B. System-Level Interconnects
For over three decades, the multi-drop parallel bus paradigm has been the key concept for intra-system interconnects. Almost all possible ways to boost performance have been exploited: maximize the width of the data path by adding connector pins and/or time-multiplexing data over the address lines, increase clock speed, transfer data on both edges of the clock, and use reflective wave switching (PCI) instead of the traditional incident wave switching technique. Although the limits of the traditional parallel bus may be soon reached, the evolutions of the PCI bus are still promising: three different directions are being pursued [57] . "Conventional PCI" is the evolution of the original specifications. PCI-X is a backward compatible version, operating at 133 MHz, 266 MHz, or 533 MHz. A radical change is proposed with PCI-Express™ where the multi-drop parallel bus paradigm is abandoned in favor of multiple serial lanes (typical 2.5 Gbps per lane) transporting data packets. A competitive, and possibly complementary, standard is RapidIO ® [58] . Quality of service and multi-cast are among the new features offered. Following CompactPCI and CompactPCI eXtensions for Instrumentation (PXI), a very promising new crate and backplane infrastructure is being defined: the Advanced Telecommunications and Computing Architecture (AdvancedTCA) [59] . Like in many other modern standards, the parallel backplane bus is abandoned and replaced by multiple point-to-point links. Several backplane topologies are available: mesh, star, dual-star, etc. Each link may operate at up to 5 Gbps and the aggregate bandwidth cross-section of a 14-slot chassis can scale up to 2.5 Tbps.

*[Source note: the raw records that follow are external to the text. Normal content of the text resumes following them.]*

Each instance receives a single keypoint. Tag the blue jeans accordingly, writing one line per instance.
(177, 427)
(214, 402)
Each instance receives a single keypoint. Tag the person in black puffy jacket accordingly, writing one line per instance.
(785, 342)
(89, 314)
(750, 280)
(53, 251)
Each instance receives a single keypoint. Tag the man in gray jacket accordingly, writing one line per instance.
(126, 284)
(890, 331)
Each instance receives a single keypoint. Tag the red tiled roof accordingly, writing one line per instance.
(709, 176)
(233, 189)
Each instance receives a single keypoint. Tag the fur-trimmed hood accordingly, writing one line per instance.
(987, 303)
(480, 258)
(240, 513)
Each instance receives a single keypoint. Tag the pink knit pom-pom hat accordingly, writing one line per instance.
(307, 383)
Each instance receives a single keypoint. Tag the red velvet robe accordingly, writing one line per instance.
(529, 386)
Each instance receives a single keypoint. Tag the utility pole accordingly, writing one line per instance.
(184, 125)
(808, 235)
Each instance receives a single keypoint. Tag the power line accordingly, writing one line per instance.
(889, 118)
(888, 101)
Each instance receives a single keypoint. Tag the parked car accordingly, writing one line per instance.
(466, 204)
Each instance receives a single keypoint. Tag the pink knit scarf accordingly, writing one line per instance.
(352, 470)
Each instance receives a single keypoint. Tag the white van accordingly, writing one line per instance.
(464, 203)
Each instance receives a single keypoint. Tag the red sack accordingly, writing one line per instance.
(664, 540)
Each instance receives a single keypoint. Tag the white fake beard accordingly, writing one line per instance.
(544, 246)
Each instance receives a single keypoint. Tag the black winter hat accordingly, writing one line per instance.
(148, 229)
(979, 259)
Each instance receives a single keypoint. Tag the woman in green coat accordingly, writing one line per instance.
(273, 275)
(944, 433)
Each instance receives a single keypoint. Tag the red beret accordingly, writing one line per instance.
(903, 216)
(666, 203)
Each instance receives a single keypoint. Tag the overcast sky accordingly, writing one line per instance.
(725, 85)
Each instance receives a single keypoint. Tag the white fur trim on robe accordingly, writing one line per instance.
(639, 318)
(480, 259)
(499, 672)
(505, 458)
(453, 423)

C. Peripherals and Networking
For mass market products, Firewire will soon deliver 1.6 Gbps and possibly 3.2 Gbps. USB2 (currently at 480 Mbps) may also evolve, although wireless USB could become the dominant trend. For interfaces to mass storage devices, Serial ATA is evolving from today's 1.5 Gbps rate towards 3 Gbps, while 4-10 Gbps Fibre Channel products are expected this year. The standard for 10 Gbps Ethernet was ratified in 2002, and products are now reaching maturity. The InfiniBand™ architecture is heavily promoted [60] . Specifications for interoperable parallel copper cable and parallel optics modules are being set up by the IBPACK Multi Source Agreement group [61] . Many of the new optical networking standards are being set up by the Optical Interconnecting Forum [62] .
VIII. SUMMARY AND OUTLOOK
Over the last 25 years, the I/O bandwidth handled by electronic components and systems has increased by two to three orders of magnitude. Have the limits of parallel buses finally been reached? Will ATCA replace VME and CompactPCI? Will PCI-Express™ be more successful than SCI? Will DSPs with RapidIO ® links bring again DSPs on the forefront of I/O intensive real-time computing? Or will FPGAs keep their current leadership? How fast and far can copper really go? Will the parallel optics market take off? Success is unpredictable, but experimental physics will, for sure, continue to benefit from the latest technological advances in the field.